True to his word, Jon was waiting at the airport. He greeted George like a long-lost friend. He spent every minute with him for four days. They traveled around the city like tourists. They spent an evening in the street watching an important soccer match and celebrating with the locals. They spent another evening at something that was like a Christmas market. There they had local beer and too much guava liquor, frequently ordered by one of Jon’s friends.
The weather was perfect the entire time. Jon was nicer than George could ever imagine. He was a good cook an excellent host. The last-minute vacation was one of the best ever.
Upon his return home, Jon called or wrote every day. George thought that when they met in person Jon would see that he was a lot older and the friendship would die down, but in truth, the opposite happened. Jon’s enthusiasm for the impulsive visit did not wane.

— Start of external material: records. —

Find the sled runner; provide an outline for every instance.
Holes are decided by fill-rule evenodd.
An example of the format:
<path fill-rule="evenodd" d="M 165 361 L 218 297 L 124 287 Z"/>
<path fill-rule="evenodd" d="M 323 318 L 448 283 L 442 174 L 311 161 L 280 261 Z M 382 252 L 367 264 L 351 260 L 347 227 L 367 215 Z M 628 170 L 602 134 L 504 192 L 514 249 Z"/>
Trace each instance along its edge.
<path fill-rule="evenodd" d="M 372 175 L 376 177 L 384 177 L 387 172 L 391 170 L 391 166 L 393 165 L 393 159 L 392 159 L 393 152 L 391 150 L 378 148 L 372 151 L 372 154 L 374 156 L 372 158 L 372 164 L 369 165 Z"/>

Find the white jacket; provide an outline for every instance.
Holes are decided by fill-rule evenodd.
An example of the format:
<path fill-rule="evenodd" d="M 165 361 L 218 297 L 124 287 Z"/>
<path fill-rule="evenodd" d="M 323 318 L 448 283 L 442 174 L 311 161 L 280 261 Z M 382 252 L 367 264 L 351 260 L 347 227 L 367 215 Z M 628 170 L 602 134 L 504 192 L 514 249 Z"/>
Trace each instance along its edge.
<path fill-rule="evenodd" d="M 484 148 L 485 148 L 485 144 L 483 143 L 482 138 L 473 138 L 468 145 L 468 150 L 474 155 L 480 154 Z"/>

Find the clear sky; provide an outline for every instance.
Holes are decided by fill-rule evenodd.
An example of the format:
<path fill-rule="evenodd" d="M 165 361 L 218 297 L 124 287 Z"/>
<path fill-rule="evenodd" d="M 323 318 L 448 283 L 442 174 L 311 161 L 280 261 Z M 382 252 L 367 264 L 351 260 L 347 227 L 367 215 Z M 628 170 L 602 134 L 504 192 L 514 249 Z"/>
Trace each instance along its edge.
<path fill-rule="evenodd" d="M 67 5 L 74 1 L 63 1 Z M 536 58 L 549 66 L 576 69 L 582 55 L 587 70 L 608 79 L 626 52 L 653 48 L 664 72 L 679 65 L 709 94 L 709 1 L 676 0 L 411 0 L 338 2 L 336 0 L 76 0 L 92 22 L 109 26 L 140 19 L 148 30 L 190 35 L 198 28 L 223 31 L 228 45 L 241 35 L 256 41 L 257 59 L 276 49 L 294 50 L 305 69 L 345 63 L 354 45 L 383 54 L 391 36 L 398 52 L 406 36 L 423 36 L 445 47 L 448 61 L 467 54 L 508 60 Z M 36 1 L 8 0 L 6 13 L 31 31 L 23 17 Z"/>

Not knowing what to make of this friendship, George called on Arthur, an old friend, to discuss the matter. They met at a local inn and George proceeded to explain the whole story. He told how they met, how the friendship developed over the year, and that he impulsively went to visit. George had never mentioned Jon to anyone before. Now he was telling the entire history.
“By the way,” George said, “he does not want me to mention that we met on the internet because people might get the wrong idea.”
“What idea is that?” Arthur asked.
“I don’t know,” George exclaimed.
“So what’s the problem?” Arthur wanted to know after listening to over 45 minutes about some South American guy he had never met or seen.
“He calls every day or leaves a message to say he loves me and misses me!”
“He wants to come here and be with me. He says he will be my prince.”
“Oh,” Arthur responded as if the light bulb just went on.
George went on to detail his responses. “I explained I was not rich and he would have to get a job. Despite my efforts, his English still sucks and he would have to improve. The weather here is very different from his homeland, and he knows no one else here”
“What does he say to all these points,” Arthur inquired.
“I love you! What kind of response is that? Besides, I am too old for him, but he just says we will be together as long as God wills.” George took a deep breath and continued
“So, I told him he just says that because he wants to come to America. Since I like him very much I offered that he could come and stay and I would introduce him around and take him to places where he can meet other young people.”
“And?” Arthur prompted.
“And he said he does not want to meet others, he just wants to be with me. I don’t know what’s wrong with the young man.”
“There is one distinct possibility,” Arthur said with a knowing tone to his comment.
“He really loves you,” Arthur said simply.
George looked at him as if he did not understand the words Arthur just said. After a long pause, George finally spoke.